No Sábado passado, a vila tornou-se notícia pelas mortes que ocorreram durante confrontos com a polícia. Os bispos católicos e ONG falam de um massacre, com um número estimado de pelo menos dez mortos, mas a polícia contabilizou apenas sete e acusou elementos do movimento Protetorado da Lunda Tchokwe de terem incitado um ataque a uma esquadra.

Para os moradores do Cafunfo ouvidos pela Lusa, na origem das mortes, esteve uma tentativa de manifestação através da qual a população queria chamar a atenção para as suas condições de vida.

"Estamos a passar mal", queixa-se Rossana da Silva, que procura familiares que estão desaparecidos desde o fim-de-semana. "São muitos os nossos familiares que morreram aqui. Até agora tem outros corpos que não estão a ver, dói o coração ou não?", desabafa.

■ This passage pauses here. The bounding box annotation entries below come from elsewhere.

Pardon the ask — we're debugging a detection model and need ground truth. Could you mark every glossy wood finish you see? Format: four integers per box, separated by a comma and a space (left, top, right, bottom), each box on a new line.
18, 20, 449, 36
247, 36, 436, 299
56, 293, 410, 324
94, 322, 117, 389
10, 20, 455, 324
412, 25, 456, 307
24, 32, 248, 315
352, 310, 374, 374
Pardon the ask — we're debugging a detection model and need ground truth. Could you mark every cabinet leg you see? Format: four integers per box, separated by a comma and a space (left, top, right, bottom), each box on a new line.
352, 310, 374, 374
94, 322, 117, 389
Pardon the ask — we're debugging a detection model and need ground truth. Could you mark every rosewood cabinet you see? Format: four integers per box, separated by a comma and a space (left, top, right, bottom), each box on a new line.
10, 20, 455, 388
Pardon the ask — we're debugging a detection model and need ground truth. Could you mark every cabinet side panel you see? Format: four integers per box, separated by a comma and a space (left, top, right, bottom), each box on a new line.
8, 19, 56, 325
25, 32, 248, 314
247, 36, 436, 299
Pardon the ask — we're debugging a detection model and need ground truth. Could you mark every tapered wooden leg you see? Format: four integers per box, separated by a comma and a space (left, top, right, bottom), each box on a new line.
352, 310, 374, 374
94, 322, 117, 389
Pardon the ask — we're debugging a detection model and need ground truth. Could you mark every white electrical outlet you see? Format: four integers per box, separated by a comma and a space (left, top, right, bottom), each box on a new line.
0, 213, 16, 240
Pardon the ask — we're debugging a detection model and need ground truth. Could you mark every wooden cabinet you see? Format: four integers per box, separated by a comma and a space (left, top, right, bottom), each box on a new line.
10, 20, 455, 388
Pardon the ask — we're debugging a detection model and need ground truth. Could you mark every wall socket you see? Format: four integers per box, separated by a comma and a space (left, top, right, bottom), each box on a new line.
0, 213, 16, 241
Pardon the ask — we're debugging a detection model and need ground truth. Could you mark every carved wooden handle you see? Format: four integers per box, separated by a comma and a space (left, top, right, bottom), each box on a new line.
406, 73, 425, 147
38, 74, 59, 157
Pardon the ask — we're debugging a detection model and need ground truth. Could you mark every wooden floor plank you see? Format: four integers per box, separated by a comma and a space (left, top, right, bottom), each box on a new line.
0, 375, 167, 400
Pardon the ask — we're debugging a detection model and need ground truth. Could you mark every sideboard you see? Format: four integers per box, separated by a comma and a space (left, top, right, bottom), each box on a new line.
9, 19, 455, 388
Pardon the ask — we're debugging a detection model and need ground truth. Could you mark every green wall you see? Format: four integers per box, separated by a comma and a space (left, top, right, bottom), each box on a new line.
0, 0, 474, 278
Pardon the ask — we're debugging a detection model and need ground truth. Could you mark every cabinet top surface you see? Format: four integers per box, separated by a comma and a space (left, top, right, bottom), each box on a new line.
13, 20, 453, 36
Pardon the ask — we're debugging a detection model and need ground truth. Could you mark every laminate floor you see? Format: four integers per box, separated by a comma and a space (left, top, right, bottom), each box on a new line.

Com 26 anos, desempregada, Rossana alega que não fez parte da marcha que, diz, servia para denunciar a miséria da vila, instalada num dos locais mais ricos de Angola: "Nós trabalhamos do nosso suor, a estrada não está em condições, não temos água, não temos ninguém que nos apoie, não temos ninguém que nos sustente".

O "governo daqui não apoia nem um pouco. Se apoiasse, esta estrada não deveria estar assim e o Cafunfo deveria estar organizado", indigna-se, apontando o caminho em mau estado e cheio de lixo e as casas pobres e mal cuidadas em redor.

Castro 'Carlito', 22 anos, também lamenta as mortes. "Foi algo muito triste, perdemos pessoas, pais, mães, por motivo de reclamar os seus direitos, foram atacados", diz o jovem, recordando que "todo Cafunfo estava agitado".

Segundo relatou à Lusa, a polícia não estava a deixar a população sair para as ruas: "ficámos todos em casa fechados, basta tentar sair e prendem, abusam e põem na cela".

'Carlito' critica a disparidade de riqueza e mostra-se indignado com a falta de compensações para os moradores por parte das empresas diamantíferas, que extraem a riqueza do solo onde nasceu: "Não sabemos para onde vai, não fica cá nada, quem sabe é o próprio Estado, é o Governo".

O que sabe é que as estradas são más, não há emprego, as escolas estão mal construídas e os hospitais não têm medicamentos, enumera.

Muitos jovens dedicam-se a "cavar diamantes", o garimpo artesanal, mas "são corridos pelos seguranças da área mineira" e muitos acabam mortos.

"É o próprio Estado que pode acalmar essa população, só queremos estrada, água e luz e empregos, é o que queremos", pede.

Gomes da Conceição, de 20 anos, está acompanhado de outros estudantes, todos críticos da acção da polícia. "O povo daqui das Lundas tem sofrido muitos problemas de bem-estar, por falta da água, da luz. A população tem de ter condições mínimas para subsistir e agora revoltou-se", justifica.

O estudante diz que os líderes do movimento "só querem a liberdade do povo", porque a população "vive duma forma horrível", em comparação com a riqueza no subsolo.

"Como é que daqui saem recursos naturais, como os diamantes, e o governo não faz nada, está tudo uma sujeira. Aqui no município do Cuango não temos nada, a população está a sofrer", lamenta, desiludido com o abandono a que foi deixado pelo poder político de uma Luanda longínqua, que ostenta os diamantes das Lundas como um dos símbolos da riqueza de Angola.